Vaincre l’érosion côtière au Sénégal : la solution du chercheur Cheikh Mbow

Le Sénégal est aussi confronté aux changements climatiques

Plusieurs régions du Sénégal arrosées par la mer sont menacées par le phénomène de l’érosion.Comment vaincre le phénomène? Le chercheur sénégalais, Cheikh Mbow pense avoir trouvé une solution.

De Dakar à Ngor en passant par Saint Louis à l’intérieur du pays, le phénomène de l’érosion des sols inquiète nombre de sénégalais au point de changer au fil des ans leurs habitudes, pousser les uns à abandonner leurs terres pour trouver refuge dans des zones plus sécurisées.

Mais comment ralentir l’érosion des sols? A cette question, le chercheur sénégalais, Cheikh Mbow pense avoir trouvé une alternative viable.

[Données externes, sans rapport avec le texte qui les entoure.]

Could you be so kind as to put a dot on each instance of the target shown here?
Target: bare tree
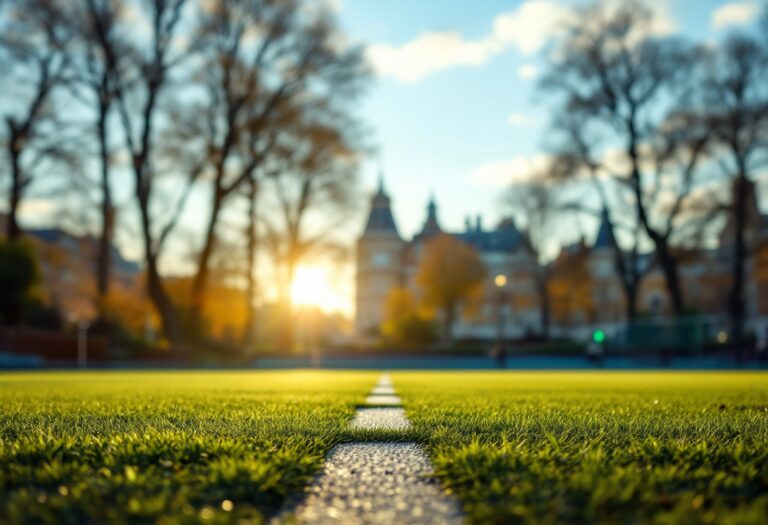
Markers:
(34, 38)
(252, 245)
(311, 193)
(138, 89)
(735, 107)
(98, 47)
(536, 203)
(616, 73)
(266, 62)
(574, 158)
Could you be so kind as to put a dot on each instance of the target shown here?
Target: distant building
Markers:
(68, 268)
(585, 289)
(386, 260)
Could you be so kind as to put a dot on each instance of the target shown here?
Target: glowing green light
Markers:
(598, 336)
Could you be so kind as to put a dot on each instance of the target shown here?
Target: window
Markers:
(380, 259)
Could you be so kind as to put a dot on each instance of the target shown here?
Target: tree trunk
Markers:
(155, 289)
(545, 305)
(104, 256)
(200, 282)
(252, 235)
(666, 259)
(736, 299)
(671, 277)
(449, 316)
(14, 149)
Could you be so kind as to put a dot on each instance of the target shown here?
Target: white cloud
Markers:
(519, 120)
(527, 71)
(35, 207)
(526, 29)
(502, 173)
(530, 26)
(735, 13)
(429, 53)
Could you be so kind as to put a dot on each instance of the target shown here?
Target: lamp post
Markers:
(500, 281)
(82, 344)
(81, 326)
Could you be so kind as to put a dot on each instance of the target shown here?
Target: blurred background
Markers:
(355, 183)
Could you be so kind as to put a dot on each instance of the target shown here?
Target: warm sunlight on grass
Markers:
(312, 286)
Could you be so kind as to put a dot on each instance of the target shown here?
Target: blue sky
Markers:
(452, 110)
(464, 130)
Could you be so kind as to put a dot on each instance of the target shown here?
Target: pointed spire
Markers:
(380, 218)
(431, 225)
(381, 181)
(605, 237)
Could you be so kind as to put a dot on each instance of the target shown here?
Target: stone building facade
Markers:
(385, 260)
(585, 291)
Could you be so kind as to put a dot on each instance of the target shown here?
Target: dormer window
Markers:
(380, 259)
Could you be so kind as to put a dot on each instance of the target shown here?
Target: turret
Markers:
(379, 263)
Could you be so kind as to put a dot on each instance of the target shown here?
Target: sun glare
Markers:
(312, 286)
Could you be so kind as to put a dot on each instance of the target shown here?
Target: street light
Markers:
(501, 282)
(81, 326)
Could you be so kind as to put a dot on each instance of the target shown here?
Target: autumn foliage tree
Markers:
(404, 320)
(451, 274)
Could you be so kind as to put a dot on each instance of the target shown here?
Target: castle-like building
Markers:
(386, 260)
(584, 289)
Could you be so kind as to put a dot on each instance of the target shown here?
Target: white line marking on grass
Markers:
(383, 391)
(378, 483)
(385, 418)
(383, 400)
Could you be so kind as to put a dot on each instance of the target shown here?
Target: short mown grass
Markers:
(527, 447)
(178, 447)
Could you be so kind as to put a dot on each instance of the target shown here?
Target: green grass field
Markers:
(529, 447)
(519, 447)
(165, 447)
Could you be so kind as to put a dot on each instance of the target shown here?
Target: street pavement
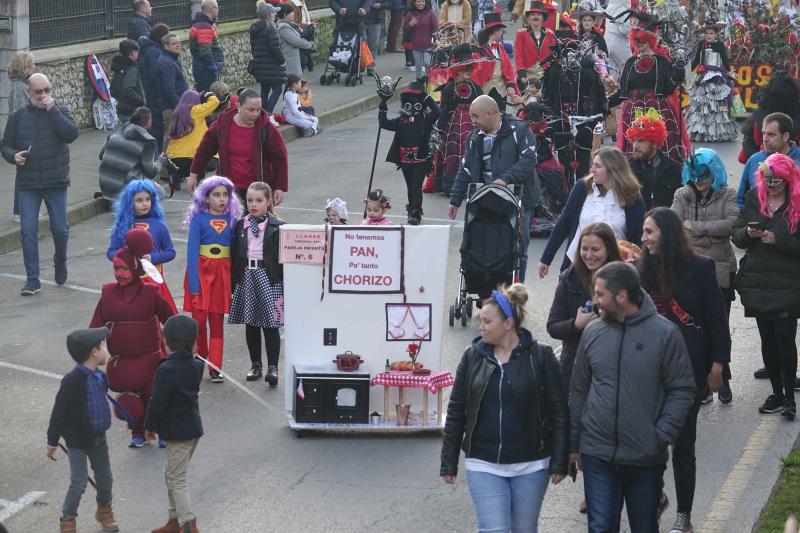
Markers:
(251, 473)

Consulté par l’Agence sénégalaise de presse (aps.sn), le chercheur préconise des recasements planifiés de populations touchées par l’érosion côtière, combinées à la mise en œuvre de “solutions naturelles comme la stabilisation des plages par les plantations d’arbres”, en lieu et place de murs de protection pour lutter contre ce phénomène.

Selon le chercheur, “en préparant les communautés à planifier une adaptation durable, il est important de prendre en compte les solutions naturelles comme la stabilisation des plages par les plantations d’arbres comme cela a été le cas pendant les années 1970 avec la légendaire bande de filaos, devenue très dégradée d’ailleurs”.

“Je préfère cette approche à celle très couteuse des murs de protection. Des pays beaucoup plus nantis comme le Japon n’ont pas pu arrêter la mer par des murs de protection qu’on a eu tort de promouvoir au Sénégal à des prix exorbitants”, a-t-il indiqué.

Pour Cheikh Mbow “les milliards de FCFA” investis depuis sous le président Abdoulaye Wade, dans la construction de quelques mètres de murs de protection qui finissent par disparaitre dans les flots auraient pu servir à recaser les populations et réserver le littoral pour des activités de production qui bénéficient aux communautés locales”.

” Tout cela nécessite une révision de la politique nationale sur le domaine littoral et la législation du domaine public maritime très loin d’ailleurs d’être appliquées au Sénégal”, a fait remarqué Cheikh Mbow.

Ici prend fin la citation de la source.